I’d never gone carp spearing, but my friends who had, explained exactly how to do it. I must have been too excited to listen closely. I did some of it right, but I missed their most important information—and that got me into serious trouble.

After my goldfish fiasco, I tried to toe the line. At first, I was careful, but three years have passed, and I must have become careless. And wouldn’t you know, once more, it’s a fish that’s sidetracked me from walking the straight-and-narrow.

After brief stops on farms north of Dodgeville and south of Barneveld, a house in Ridgeway, and many visits to Aunt Anne’s and Uncle Earl’s farm, we landed in a small log home in Monona Village, alongside Lake Monona. It was a delightful place for a ten-year-old boy who loved to fish and explore. A lake channel ran through our backyard, and an African-like Serengeti—wide open, flat, grasslands, the grasses and shrubs as high as my head—stretched as far as the eye could see behind our house.

I attended fifth grade at Nichols School. I’d get on the bus early morning and exit it late afternoon. Usually, I’d race inside the house to our small radio and tune into my favorite action serials: Captain Midnight, Terry and the Pirates, and Sky King. Sometimes when I was in the mood, I’d skip the serials, grab my fishing pole, and head to the channel for a bit of reflection on the day while wetting a worm in the water.

Today, my school friends were excited.
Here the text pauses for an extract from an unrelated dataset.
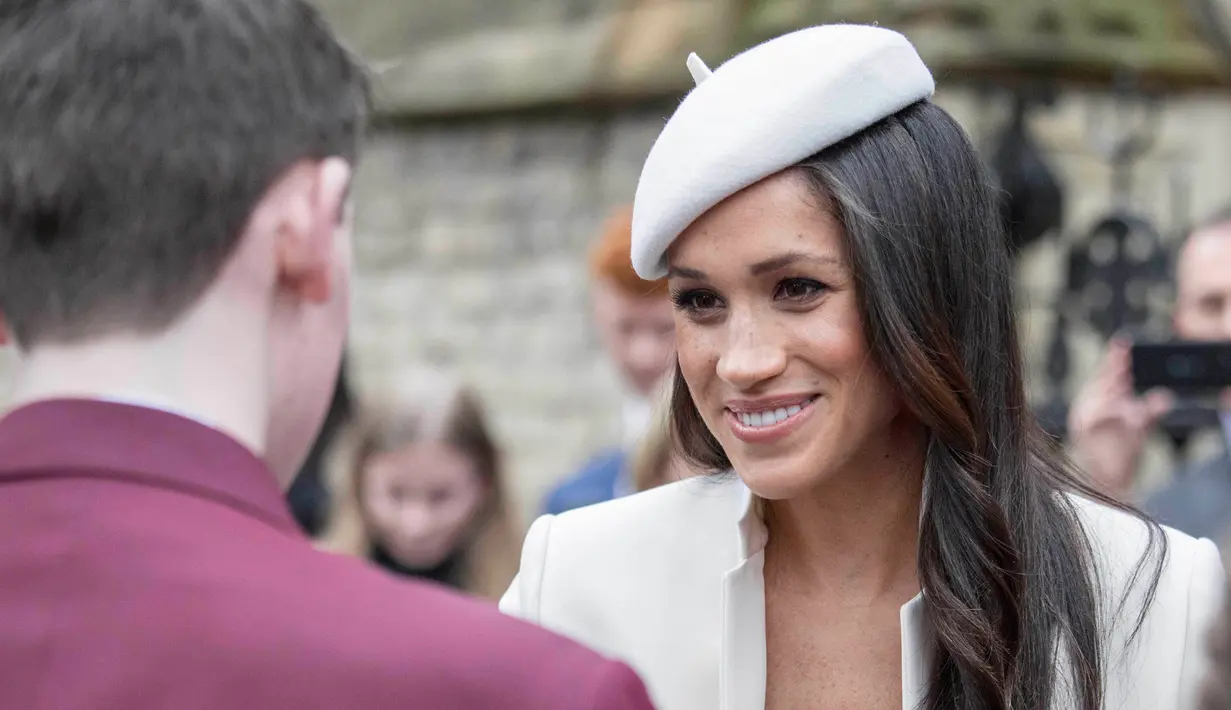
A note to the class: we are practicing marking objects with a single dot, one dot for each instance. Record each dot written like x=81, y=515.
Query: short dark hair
x=136, y=139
Their fathers were taking them to spear carp on the weekend. When I asked them how’d they do that, they told me they possessed barbed trident-like spears with a rope attached to the handle. They could throw the spear into a carp and retrieve it with the rope. I thought, “Neat! I wish I had one of those!” I didn’t know if we had carp in our channel. I knew we had bullheads—tons of bullheads. I caught them all the time, but they didn’t excite me much. I’d been pricked too often by the barbs on their heads. And that stung like Billy-blue-blazes.
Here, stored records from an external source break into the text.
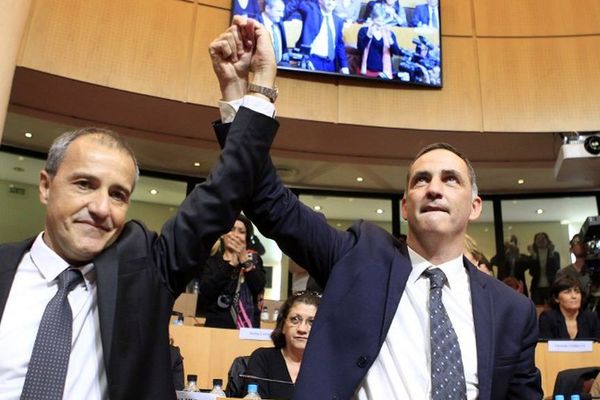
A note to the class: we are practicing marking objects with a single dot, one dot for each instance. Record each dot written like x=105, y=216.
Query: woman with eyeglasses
x=566, y=319
x=276, y=368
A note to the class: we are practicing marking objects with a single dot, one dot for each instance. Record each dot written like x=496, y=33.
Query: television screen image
x=389, y=40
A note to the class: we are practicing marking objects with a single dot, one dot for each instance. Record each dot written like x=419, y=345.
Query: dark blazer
x=312, y=20
x=142, y=273
x=553, y=325
x=421, y=15
x=364, y=271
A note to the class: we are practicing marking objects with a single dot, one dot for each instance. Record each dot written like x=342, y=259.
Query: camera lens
x=592, y=145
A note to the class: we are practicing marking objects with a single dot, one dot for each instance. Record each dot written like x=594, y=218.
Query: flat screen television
x=395, y=41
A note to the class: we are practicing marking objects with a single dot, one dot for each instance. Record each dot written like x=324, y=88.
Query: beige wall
x=531, y=65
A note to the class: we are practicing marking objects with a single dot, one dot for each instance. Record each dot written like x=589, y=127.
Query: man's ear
x=44, y=186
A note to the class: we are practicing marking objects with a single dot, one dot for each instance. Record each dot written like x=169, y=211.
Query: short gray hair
x=452, y=149
x=107, y=137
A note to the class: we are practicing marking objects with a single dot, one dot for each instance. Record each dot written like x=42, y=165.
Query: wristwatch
x=271, y=93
I thought about carp again when I got out of bed on Saturday morning, so I dressed rapidly and walked down to the channel to look around. The guys told me that the carp make lots of commotion along the shoreline when they come in to spawn, so that’s where they went to find them. I walked back and forth along our shoreline, but I didn’t see any commotion or fish. There was a small hill overlooking the water a few yards from our property line. I climbed that hill and looked down into the water. And there it was—the biggest fish I’d ever seen. It had to be a carp. My friends said they were big. If I only had one of those barbed spears they had told me about!

And then I remembered. We didn’t have a carp spear, but we had a pitchfork in the basement. Maybe I could use that. So, I raced to the basement to find that spear-like fork. Upon returning to the hilltop, I sneaked to the peak and looked down into the water. That huge carp was still there, making swirls in the water and stirring up mud, just like the guys told me the carp did.
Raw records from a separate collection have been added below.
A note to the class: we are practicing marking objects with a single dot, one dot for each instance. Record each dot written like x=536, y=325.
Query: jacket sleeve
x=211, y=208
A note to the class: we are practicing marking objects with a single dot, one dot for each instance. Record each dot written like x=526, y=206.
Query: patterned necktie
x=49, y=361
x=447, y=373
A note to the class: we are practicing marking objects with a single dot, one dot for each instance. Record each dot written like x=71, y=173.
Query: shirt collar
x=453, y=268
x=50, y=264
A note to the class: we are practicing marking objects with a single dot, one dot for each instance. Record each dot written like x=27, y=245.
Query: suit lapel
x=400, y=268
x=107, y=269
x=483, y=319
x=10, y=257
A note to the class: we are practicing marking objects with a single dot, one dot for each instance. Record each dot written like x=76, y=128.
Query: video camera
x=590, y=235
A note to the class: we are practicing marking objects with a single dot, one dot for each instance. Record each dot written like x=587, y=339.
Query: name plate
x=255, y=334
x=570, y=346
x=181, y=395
I raised the pitchfork high over my head. Knowing I’d have to lift that monster from the water and up to the hilltop, I made sure the fork’s tines turned outward so the carp wouldn’t slip off when I lifted it. I aimed and plunged the fork toward that fish as fast as the guillotine must have descended on Marie Antoinette’s gorgeous neck. But I doubt that her executioner ended up where I ended up on this day. I hadn’t judged for the water’s depth or the soft muck below the carp. As the pitchfork plunged through the carp and continued downward into the channel’s bottom, I flew outward and downward, ending up stretched between hilltop and pitchfork. My feet dug into the hilltop, and my hands clung for dear life to that pitchfork’s handle.

black bass

It was a while before I knew if I’d catch the fish or she’d catch me. I have no idea how I did it. I suppose it was from desperation that I was able to inch my toes backward while I dropped my weight low enough so the fork followed my feet in that direction. I tell you, though, I was a mighty relieved boy when I felt secure on land once again. Because I had turned the curve of the pitchfork

outward, I was able to slowly bring that carp to the hilltop beside me.

Wow, what a specimen. I’d not seen a carp before, so I didn’t imagine they could be this big. I filled our old washtub half full of water and deposited Ms. Carp into it. Mother was impressed. It was by far the biggest fish I’d ever brought home. She asked if carp were edible. I had no idea, so she said she’d check with our neighbors.

She hadn’t got around to checking yet when the meter man arrived to read the basement’s meters. I’d gone back out to search the shoreline for more carp, so I didn’t hear the conversation. Mother came looking for me in a panic. She said she showed the meter man the big carp that I’d speared. She said that he looked down into the tub and proclaimed, “Lady, that’s no carp. That’s one of the nicest black bass I’ve ever seen. You should know that bass aren’t in season—and you’re never allowed to spear bass like you are carp. You’d better not let anyone catch you with that.”

Here I was, back in trouble with the law. I didn’t think I could possibly be as lucky as before. I knew I was about to face time up the river. But I never heard what happened to that fish. I didn’t ask, and no one said, and that was just fine with me.

I considered myself lucky once more, but I assure you, I wasn’t going to press my luck. I never went carp spearing again.